The Long Tomorrow

From Clockworks2
Jump to navigationJump to search

Brackett, Leigh. The Long Tomorrow. Garden City, NY: Doubleday, 1955. Available also as a audiobook from Audible.com.[1]

Post-holocaust tale; note Bartorstown, in Book Three, an underground research facility dominated by a computer and a nuclear reactor (Wolfe 136). Note also placing the "technological social remnant . . . within a twenty-first century agrarian society akin to New Mennonites of the 'past'" (Kessler, "Bibliography," listed under Reference).

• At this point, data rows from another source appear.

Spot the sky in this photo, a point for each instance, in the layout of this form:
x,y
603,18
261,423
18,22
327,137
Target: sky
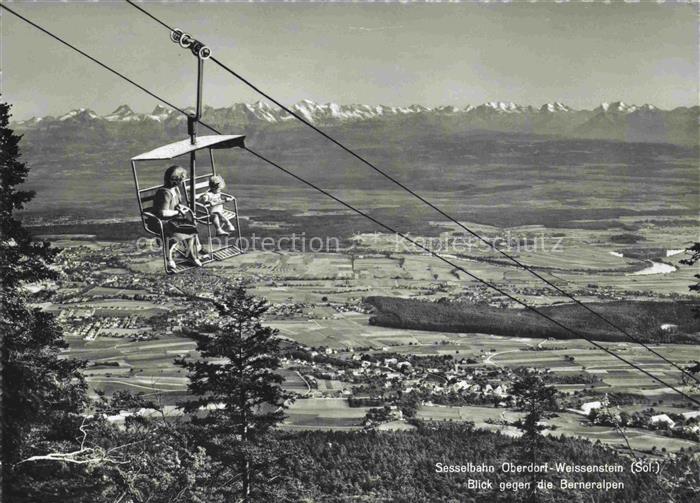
x,y
579,53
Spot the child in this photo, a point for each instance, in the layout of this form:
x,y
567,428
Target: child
x,y
216,199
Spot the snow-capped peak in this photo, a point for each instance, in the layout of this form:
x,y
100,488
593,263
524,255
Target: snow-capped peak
x,y
501,106
616,107
122,113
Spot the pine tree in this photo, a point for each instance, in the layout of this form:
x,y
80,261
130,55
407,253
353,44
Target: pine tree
x,y
42,394
238,394
536,399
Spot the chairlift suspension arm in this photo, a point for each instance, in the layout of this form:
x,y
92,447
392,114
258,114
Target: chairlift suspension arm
x,y
201,52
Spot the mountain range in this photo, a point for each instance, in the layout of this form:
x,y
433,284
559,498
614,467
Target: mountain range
x,y
612,121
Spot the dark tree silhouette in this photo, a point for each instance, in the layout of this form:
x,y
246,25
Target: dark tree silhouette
x,y
238,394
42,394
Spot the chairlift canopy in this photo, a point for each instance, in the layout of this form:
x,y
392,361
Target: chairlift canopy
x,y
173,150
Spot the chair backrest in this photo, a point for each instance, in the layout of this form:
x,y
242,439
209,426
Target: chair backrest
x,y
149,217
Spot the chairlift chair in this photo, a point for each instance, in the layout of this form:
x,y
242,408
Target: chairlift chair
x,y
193,187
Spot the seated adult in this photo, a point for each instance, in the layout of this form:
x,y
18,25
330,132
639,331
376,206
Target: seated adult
x,y
178,226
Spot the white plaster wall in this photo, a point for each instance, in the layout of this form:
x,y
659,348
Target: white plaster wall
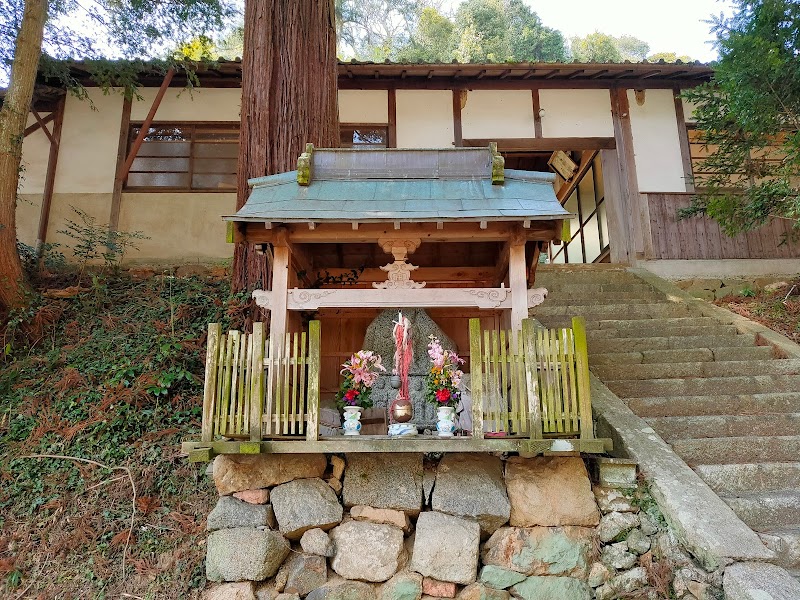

Especially in chs. 23-27, the very large computer is personalized, named, feminized, and demonized: Clementine, as the old song has it, with modifications, buried "In a cavern, in a canyon" excavated like "a mine."[2]

There are groups of fanatics in the novel, and usually peaceful religious people are capable of stoning to death a (correctly) suspected heretic from Bartorstown; but, significantly, the society of the New Mennonites (and others) is shown to have positive aspects and act as a legitimate response to a nuclear, hence technologically-mediated, apocalypse — at least for a few generations, and if we accept survival with stagnation as an acceptable way for humans to be in the world. The acceptability of stagnation is up to readers, although the generic expectations of SF, and the plot of the novel tip us toward Bartorstown and the possibility of restoring a technologically-advancing human culture[3]). For survivors of high-tech civilizations learning to live with lower technology, cf. and contrast George R. Stewart's Earth Abides (New York: Random House, 1949), Parts II and III,[4] and Joe Haldeman's Earthbound.

Note also the computer and atomic reactor at both the periphery and heart (navel?) of the world of the story, carefully fitted into a motif of confinement and containment, vs. the vast expanse of the American prairie and plains. Fittingly in a novel with much about religion and culture, the theme of confinement parallels the Biblical motif of Egypt (Mitzrayim ) for the Hebrews as a "narrow place" of captivity, as also, as Karen Armstrong tells the story in Fields of Blood: Religion and the History of Violence,[5] the ancient Aryans of the Vedic texts "experienced the Punjab as confinement and the [indigenous "barbarian"] dasas [as perverse adversaries who were preventing them from attaining the wealth and open spaces that were their due."[6] More immediately relevant, note motif of an underworld not of "Chaos and old Night" but of a large computer, atomic pile, and steam-driven turbines: cf. and contrast a number of stories from "The Machine Stops" (1909) to "I Have No Mouth, and I Must Scream" (1967).


Reviewed by "Jesse," Speculiction: The Speculative in Fiction and More, 28 October 2014:[7].